Was a good read, but it's not really more complex than the easy stuff has been discovered, and it's the same thing everywhere.
The next generation of chip fabs (the factories that make computer chips) is expected to cost nearly $30B. That's 30 BILLION dollars for a single factory. Just to build it, it doesn't even account for running it 24/7 for several years. Of course they produce a ridiculous amount of chips but this is the same price tag as ITER, the international fusion experiment that was founded in the late 80's and has a huge international cooperation.
There are critical elements in the software behind artificial intelligence that cost billions of dollars to write, because it's built on generations of prior software and involved thousands of people working for several years. And of course that's also true of the hardware. Without generations of game-oriented computer hardware, at a cost of several trillion dollars of R&D and commercialisation over several decades, none of it would be possible.

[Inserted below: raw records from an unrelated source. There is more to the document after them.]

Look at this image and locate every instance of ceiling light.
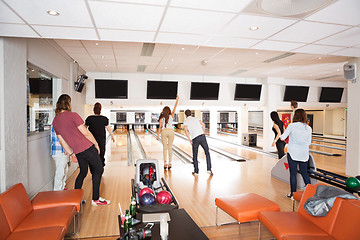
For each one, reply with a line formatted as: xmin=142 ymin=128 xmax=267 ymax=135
xmin=255 ymin=52 xmax=259 ymax=55
xmin=171 ymin=58 xmax=174 ymax=62
xmin=181 ymin=48 xmax=185 ymax=50
xmin=249 ymin=26 xmax=259 ymax=31
xmin=318 ymin=57 xmax=322 ymax=59
xmin=47 ymin=10 xmax=59 ymax=16
xmin=101 ymin=56 xmax=105 ymax=59
xmin=164 ymin=67 xmax=168 ymax=69
xmin=234 ymin=62 xmax=237 ymax=64
xmin=105 ymin=65 xmax=108 ymax=67
xmin=95 ymin=43 xmax=99 ymax=46
xmin=336 ymin=69 xmax=340 ymax=71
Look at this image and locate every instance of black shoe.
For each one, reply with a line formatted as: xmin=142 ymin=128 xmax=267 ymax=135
xmin=192 ymin=172 xmax=199 ymax=175
xmin=168 ymin=164 xmax=172 ymax=170
xmin=286 ymin=193 xmax=294 ymax=200
xmin=207 ymin=170 xmax=213 ymax=176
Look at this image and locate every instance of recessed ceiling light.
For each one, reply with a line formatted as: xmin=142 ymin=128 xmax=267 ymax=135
xmin=47 ymin=10 xmax=59 ymax=16
xmin=181 ymin=48 xmax=185 ymax=50
xmin=318 ymin=57 xmax=322 ymax=60
xmin=105 ymin=64 xmax=108 ymax=67
xmin=255 ymin=52 xmax=259 ymax=55
xmin=336 ymin=69 xmax=340 ymax=71
xmin=249 ymin=26 xmax=259 ymax=31
xmin=234 ymin=62 xmax=237 ymax=64
xmin=95 ymin=43 xmax=99 ymax=46
xmin=101 ymin=56 xmax=105 ymax=59
xmin=164 ymin=67 xmax=168 ymax=69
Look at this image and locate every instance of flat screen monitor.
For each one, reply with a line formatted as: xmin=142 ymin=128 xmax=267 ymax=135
xmin=147 ymin=80 xmax=178 ymax=99
xmin=29 ymin=78 xmax=52 ymax=94
xmin=95 ymin=79 xmax=128 ymax=99
xmin=190 ymin=82 xmax=220 ymax=100
xmin=319 ymin=87 xmax=344 ymax=103
xmin=234 ymin=84 xmax=262 ymax=101
xmin=283 ymin=86 xmax=309 ymax=102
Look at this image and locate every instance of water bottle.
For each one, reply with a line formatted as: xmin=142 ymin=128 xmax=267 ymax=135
xmin=130 ymin=197 xmax=136 ymax=218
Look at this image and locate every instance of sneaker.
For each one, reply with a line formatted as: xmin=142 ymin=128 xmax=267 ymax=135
xmin=164 ymin=164 xmax=168 ymax=170
xmin=286 ymin=193 xmax=294 ymax=200
xmin=168 ymin=164 xmax=172 ymax=170
xmin=192 ymin=172 xmax=199 ymax=175
xmin=92 ymin=198 xmax=111 ymax=206
xmin=63 ymin=187 xmax=68 ymax=190
xmin=207 ymin=170 xmax=213 ymax=176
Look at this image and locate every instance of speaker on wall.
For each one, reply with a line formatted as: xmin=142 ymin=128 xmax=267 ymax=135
xmin=343 ymin=63 xmax=357 ymax=81
xmin=75 ymin=74 xmax=88 ymax=93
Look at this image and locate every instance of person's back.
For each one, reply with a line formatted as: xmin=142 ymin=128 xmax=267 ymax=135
xmin=183 ymin=116 xmax=204 ymax=139
xmin=85 ymin=115 xmax=108 ymax=141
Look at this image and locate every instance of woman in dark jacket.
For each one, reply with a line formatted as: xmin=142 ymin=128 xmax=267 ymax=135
xmin=270 ymin=111 xmax=286 ymax=159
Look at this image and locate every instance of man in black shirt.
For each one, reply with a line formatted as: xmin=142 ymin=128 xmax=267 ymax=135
xmin=85 ymin=102 xmax=115 ymax=166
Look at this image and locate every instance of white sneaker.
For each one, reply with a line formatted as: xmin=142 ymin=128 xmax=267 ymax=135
xmin=92 ymin=197 xmax=111 ymax=206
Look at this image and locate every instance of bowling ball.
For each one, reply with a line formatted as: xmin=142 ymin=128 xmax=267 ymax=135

The easy stuff has mostly been found, it's no longer really possible to just fool around and make a major discovery. Decades ago it was basically the norm, since it turns out that scientific discovery and technical progress is largely a brute force thing. It's also a lot easier to be in the first group to look for gold on unexplored territory, where it will sometimes sit right there on the ground. After a while, you need some damn heavy equipment to find, refine and process it. Still worth it, but a pick and a shovel won't do it anymore.